To clarify the molecular mechanism involved in SGN osteoclastogenesis, signaling transduction pathways were investigated. Treatment of M-CSF/RANKL increased the phosphorylation of AKT and mTOR. The downstream targets of mTOR, p70S6K and 4EBP1 were also activated by M-CSF/RANKL, suggesting that the AKT/mTOR signaling transduction pathway was activated during osteoclastogenesis. The osteoclastogenetic inducers (M-CSF and RANKL) of AKT/mTOR expression were suppressed by SGN (Fig. 4A). Furthermore, both A549- and CL1-5-CMs activated AKT/mTOR expression (Fig. 4B). Through treatment with both AKT inhibitor IV and mTOR inhibitor (rapamycin) we further supported the role of AKT/mTOR in osteoclast differentiation and bone resorption (Fig. 4C and D). Both AKT and mTOR inhibitors also suppressed A549 and CL1-5-mediated osteoclasteogenesis (Fig. 4C and D). In short, SGN not only inhibited M-CSF/RANKL-mediated AKT/mTOR activation, yet also reduced the reinforcing effect of lung adenocarcinoma on this signaling transduction pathway (Fig. 4B). These results indicate that SGN inhibits the AKT/mTOR signaling transduction pathway, which is critical in osteoclastogenesis induced by both M-CSF/RANKL and lung cancer cells.

Osteoblasts play a critical role in assisting bone metastasis by increasing M-CSF and RANKL expression and decreasing OPG expression (35). To verify this, we examined the effect of SGN on secretions of M-CSF, RANKL and OPG in osteoblasts by lung adenocarcinoma, A549- and CL1-5-CMs, which markedly increased M-CSF and RANKL expression in the osteoblasts (Fig. 5A and B). On the other hand, A549- and CL1-5-CMs decreased OPG expression in the osteoblasts (Fig. 5C). SGN attenuated the stimulatory effect of lung adenocarcinoma on the expression of M-CSF and RANKL, and reversed the effect of lung adenocarcinoma on the suppression of OPG expression in the osteoblasts (Fig. 5A–C).

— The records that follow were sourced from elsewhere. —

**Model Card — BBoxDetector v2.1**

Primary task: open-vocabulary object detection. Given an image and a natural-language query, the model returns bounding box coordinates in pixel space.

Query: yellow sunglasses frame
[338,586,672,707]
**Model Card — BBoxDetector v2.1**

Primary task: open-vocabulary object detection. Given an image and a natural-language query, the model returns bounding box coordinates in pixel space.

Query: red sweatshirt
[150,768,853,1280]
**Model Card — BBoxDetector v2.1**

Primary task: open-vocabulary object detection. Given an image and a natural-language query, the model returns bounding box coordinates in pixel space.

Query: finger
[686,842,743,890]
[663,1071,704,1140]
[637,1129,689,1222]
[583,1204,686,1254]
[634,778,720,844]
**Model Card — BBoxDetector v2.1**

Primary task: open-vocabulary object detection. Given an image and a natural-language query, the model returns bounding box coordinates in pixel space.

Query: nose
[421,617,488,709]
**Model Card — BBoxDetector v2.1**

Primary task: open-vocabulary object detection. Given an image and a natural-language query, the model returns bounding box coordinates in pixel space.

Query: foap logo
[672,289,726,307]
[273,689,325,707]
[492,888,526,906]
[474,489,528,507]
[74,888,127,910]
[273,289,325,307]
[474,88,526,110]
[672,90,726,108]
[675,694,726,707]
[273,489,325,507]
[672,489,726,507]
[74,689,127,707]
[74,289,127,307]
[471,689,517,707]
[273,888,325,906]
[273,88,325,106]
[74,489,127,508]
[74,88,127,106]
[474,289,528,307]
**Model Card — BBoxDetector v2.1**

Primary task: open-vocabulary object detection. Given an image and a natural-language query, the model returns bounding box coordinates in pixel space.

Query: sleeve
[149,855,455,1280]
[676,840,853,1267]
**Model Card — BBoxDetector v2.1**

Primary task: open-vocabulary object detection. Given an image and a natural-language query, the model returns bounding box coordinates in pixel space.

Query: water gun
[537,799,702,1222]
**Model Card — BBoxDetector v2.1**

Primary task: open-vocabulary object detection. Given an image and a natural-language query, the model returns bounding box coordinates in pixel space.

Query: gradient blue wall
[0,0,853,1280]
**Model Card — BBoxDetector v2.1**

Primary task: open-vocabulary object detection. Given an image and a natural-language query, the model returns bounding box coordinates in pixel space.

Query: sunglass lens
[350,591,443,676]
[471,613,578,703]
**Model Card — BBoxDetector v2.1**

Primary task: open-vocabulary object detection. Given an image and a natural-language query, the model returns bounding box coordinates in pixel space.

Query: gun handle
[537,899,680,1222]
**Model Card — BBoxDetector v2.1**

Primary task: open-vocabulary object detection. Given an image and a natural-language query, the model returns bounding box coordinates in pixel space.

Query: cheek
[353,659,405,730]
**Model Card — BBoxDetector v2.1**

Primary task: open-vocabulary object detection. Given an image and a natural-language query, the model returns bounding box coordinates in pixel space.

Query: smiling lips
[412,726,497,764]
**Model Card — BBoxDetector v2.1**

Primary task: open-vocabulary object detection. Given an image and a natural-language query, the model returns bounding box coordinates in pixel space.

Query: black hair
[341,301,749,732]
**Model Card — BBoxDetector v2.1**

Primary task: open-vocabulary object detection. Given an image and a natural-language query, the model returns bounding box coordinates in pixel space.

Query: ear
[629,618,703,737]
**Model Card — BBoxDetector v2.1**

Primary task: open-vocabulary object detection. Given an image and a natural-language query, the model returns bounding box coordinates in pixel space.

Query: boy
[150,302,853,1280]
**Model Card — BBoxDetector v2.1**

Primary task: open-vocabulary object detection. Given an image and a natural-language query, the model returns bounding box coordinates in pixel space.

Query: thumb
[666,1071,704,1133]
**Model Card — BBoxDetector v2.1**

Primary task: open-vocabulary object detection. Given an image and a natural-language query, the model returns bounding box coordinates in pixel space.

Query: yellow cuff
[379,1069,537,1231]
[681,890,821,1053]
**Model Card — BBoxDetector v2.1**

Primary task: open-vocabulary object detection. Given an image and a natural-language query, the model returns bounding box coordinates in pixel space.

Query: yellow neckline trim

The role of SGN in human lung adenocarcinoma-mediated interaction between osteoblasts and osteoclasts was further investigated (Fig. 6A). When compared with unstimulated osteoblasts, human lung adenocarcinoma A549 and CL1-5 cell-treated osteoblasts enhanced osteoclastogenesis. Although lung adenocarcinoma A549 and CL1-5 cells promoted osteoblast-mediated osteoclast differentiation and bone resorption, this effect was altered by SGN (Fig. 6B and C). These findings suggest that SGN inhibits the osteoblasts in lung adenocarci-noma-mediated osteolytic bone metastasis.